In terms of its impact and the vaccine being our ‘route to freedom’, the results appear unsatisfactory and inconclusive. It has been claimed that the vaccine breaks the link between COVID-19 cases, hospitalisations and deaths. However, data presented at the latest coronavirus press briefing indicates that all metrics were higher this year than at the same point last year.
More deaths have occurred so far this year than expected (when comparing to the pre-pandemic five-year average), and we have observed almost the same level of COVID deaths in 2021 as in 2020. The most recent Public Health England technical briefing on variants of concern indicates that there has been a greater proportion of deaths from the Delta variant in the vaccinated than in the unvaccinated. Individual freedoms are still restricted in terms of international travel. The on-off proposal to introduce vaccine certificates to enter venues appears more like a route towards tighter social control than a return of our freedoms.
Dangers of vaccination
All vaccines, including the new ones for COVID-19, carry a small risk of serious side effects. Historically, and more recently, we have seen this with birth defects associated with the Thalidomide drug and narcolepsy resulting from the H1N1 swine flu vaccine. Adverse reactions to the COVID vaccine are to be reported to the Medicines and Healthcare products Regulatory Agency (MHRA) Yellow Card scheme from which the results are published weekly.
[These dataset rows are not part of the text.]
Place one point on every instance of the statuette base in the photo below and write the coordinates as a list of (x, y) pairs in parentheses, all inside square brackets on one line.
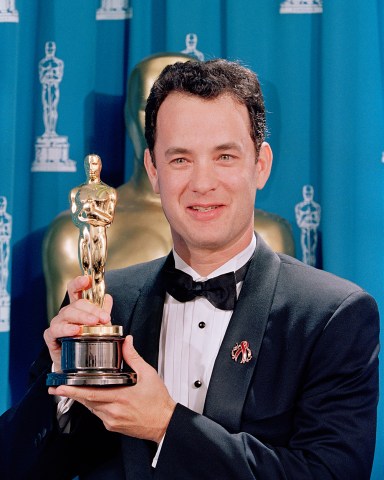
[(92, 379)]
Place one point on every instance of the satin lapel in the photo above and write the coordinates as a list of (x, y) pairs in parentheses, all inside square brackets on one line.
[(230, 380), (145, 328), (147, 318)]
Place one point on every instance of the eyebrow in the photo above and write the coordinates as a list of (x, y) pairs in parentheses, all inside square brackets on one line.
[(176, 151), (219, 148)]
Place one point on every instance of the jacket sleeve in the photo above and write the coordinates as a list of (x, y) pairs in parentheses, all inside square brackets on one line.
[(333, 424)]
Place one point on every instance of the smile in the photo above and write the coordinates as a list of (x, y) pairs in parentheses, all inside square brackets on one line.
[(203, 209)]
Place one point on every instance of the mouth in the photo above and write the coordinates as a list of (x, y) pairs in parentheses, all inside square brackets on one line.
[(200, 208)]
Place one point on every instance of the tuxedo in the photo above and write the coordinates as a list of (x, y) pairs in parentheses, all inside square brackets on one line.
[(303, 407)]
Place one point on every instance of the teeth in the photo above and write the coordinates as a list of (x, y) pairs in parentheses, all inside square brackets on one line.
[(204, 209)]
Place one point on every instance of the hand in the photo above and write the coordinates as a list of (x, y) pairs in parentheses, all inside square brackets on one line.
[(79, 312), (142, 411)]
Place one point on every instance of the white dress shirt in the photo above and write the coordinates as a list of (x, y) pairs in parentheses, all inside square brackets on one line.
[(191, 335)]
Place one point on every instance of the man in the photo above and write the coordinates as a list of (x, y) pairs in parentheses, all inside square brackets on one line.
[(277, 380)]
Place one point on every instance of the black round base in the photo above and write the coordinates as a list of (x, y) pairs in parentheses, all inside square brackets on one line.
[(91, 379)]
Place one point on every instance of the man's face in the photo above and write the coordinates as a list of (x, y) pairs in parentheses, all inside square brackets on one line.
[(206, 173)]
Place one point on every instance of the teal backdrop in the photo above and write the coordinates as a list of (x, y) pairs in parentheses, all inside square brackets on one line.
[(321, 66)]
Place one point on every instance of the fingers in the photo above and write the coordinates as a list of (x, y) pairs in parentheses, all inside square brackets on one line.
[(132, 358)]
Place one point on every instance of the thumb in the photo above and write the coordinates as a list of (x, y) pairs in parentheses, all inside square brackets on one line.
[(131, 357)]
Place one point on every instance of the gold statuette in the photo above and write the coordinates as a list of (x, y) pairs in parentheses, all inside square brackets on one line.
[(94, 357)]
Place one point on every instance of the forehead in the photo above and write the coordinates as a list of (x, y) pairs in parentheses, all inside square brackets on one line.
[(180, 113)]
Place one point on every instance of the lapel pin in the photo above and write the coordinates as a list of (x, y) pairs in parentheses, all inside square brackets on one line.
[(241, 350)]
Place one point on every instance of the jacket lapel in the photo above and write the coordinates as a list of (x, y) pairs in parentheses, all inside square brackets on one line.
[(230, 379), (145, 329), (147, 317)]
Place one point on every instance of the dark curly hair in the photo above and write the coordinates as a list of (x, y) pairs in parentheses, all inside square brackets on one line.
[(208, 80)]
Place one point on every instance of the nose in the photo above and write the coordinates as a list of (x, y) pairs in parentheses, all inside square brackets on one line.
[(203, 177)]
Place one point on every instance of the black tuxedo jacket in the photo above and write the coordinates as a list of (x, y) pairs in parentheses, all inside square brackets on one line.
[(304, 407)]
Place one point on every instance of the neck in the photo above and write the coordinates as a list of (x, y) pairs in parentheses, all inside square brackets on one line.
[(205, 261)]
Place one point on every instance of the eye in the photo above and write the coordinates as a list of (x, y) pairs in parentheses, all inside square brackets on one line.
[(178, 161)]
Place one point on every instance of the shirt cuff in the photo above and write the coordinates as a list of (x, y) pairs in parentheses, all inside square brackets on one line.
[(156, 457)]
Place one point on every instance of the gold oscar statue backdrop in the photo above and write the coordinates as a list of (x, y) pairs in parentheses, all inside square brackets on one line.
[(140, 230)]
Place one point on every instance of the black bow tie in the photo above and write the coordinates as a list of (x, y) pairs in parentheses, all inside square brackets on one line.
[(220, 291)]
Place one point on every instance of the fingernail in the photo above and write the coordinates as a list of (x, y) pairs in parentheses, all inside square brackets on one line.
[(104, 316), (74, 329)]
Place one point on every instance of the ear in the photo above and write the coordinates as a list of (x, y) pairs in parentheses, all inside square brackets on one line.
[(264, 165), (151, 171)]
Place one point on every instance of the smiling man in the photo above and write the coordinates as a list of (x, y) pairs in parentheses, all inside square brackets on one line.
[(250, 364)]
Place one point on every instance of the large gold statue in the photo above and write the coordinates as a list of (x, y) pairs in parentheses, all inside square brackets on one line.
[(140, 231), (93, 208)]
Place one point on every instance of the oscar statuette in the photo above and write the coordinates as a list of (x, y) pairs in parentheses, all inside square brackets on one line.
[(94, 356)]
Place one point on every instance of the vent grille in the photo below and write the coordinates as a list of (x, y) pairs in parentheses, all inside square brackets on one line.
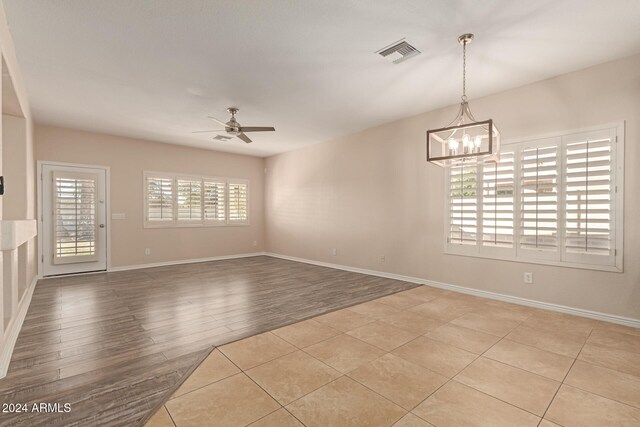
[(222, 138), (398, 51)]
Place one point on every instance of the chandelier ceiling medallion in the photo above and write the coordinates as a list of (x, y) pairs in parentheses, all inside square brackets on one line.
[(465, 140)]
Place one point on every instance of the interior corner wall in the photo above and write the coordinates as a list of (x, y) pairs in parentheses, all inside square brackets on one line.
[(127, 158), (22, 205), (372, 194)]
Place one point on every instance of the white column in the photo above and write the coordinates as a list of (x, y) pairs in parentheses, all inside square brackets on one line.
[(1, 300)]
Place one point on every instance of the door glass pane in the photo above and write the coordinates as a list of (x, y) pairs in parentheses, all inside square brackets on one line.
[(74, 212)]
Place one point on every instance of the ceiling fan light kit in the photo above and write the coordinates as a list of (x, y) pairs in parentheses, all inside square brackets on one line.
[(233, 128), (465, 140)]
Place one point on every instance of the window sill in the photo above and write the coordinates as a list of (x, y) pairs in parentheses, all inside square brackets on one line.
[(194, 225), (521, 260)]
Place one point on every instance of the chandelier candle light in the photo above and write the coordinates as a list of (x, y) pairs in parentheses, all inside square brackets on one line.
[(465, 140)]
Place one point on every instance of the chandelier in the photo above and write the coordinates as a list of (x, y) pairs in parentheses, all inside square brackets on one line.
[(465, 140)]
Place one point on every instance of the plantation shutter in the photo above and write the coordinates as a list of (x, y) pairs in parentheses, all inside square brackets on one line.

The latest publication reported almost 1.2 million reactions and 1,645 deaths related to the COVID-19 vaccine and these numbers are likely to be under-reported. Recent data published by Public Health Scotland indicated 5,522 deaths had occurred within 28 days of a COVID-19 vaccination.
Although they have been requested in Parliament, such statistics are yet to be made available in England. If we were to model the same data for England based on the number of vaccine doses administered, we can expect to have witnessed 55,840 deaths within 28 days of the COVID vaccine. During that same period, 57,271 deaths were reported in England within 28 days of a positive COVID test.
Much of the above information is not easily accessible or widely publicised, bringing into question how informed the consent is for vaccine recipients; informed consent being a key tenet of the Nuremburg Code.
Considering the vast number people who have tested positive for COVID-19 and recovered, one of the many elephants in the room is how many people are already protected from this illness. A recent study by Oxford University claimed that:
- the vaccinated are less severely infected but are more likely to become infected
- they can transmit COVID more easily than those who recovered from infection naturally
- natural recovery is more wide-ranging and lasts longer than vaccine-induced immunity
Given the low risk to healthy, working age adults there is an argument that it is safer to build upon the natural protection that already exists to such illnesses than it is to vaccinate.
Even the government has struggled to decide which is the most effective action against this disease. Earlier this year the Prime Minister claimed that it was the lockdown, not the vaccine, which curtailed the impact of the second wave. Whereas, a week earlier he had claimed the vaccines had prevented over 10,000 deaths.
The recent announcement that the MHRA had approved the first treatment for COVID-19 must also bring into question the status of the vaccine.
Despite the ethical questions and contradictory evidence surrounding the safety and efficacy of the COVID-19 vaccine, the government appears intent on making its receipt a condition of deployment in a health and care sector that is already struggling.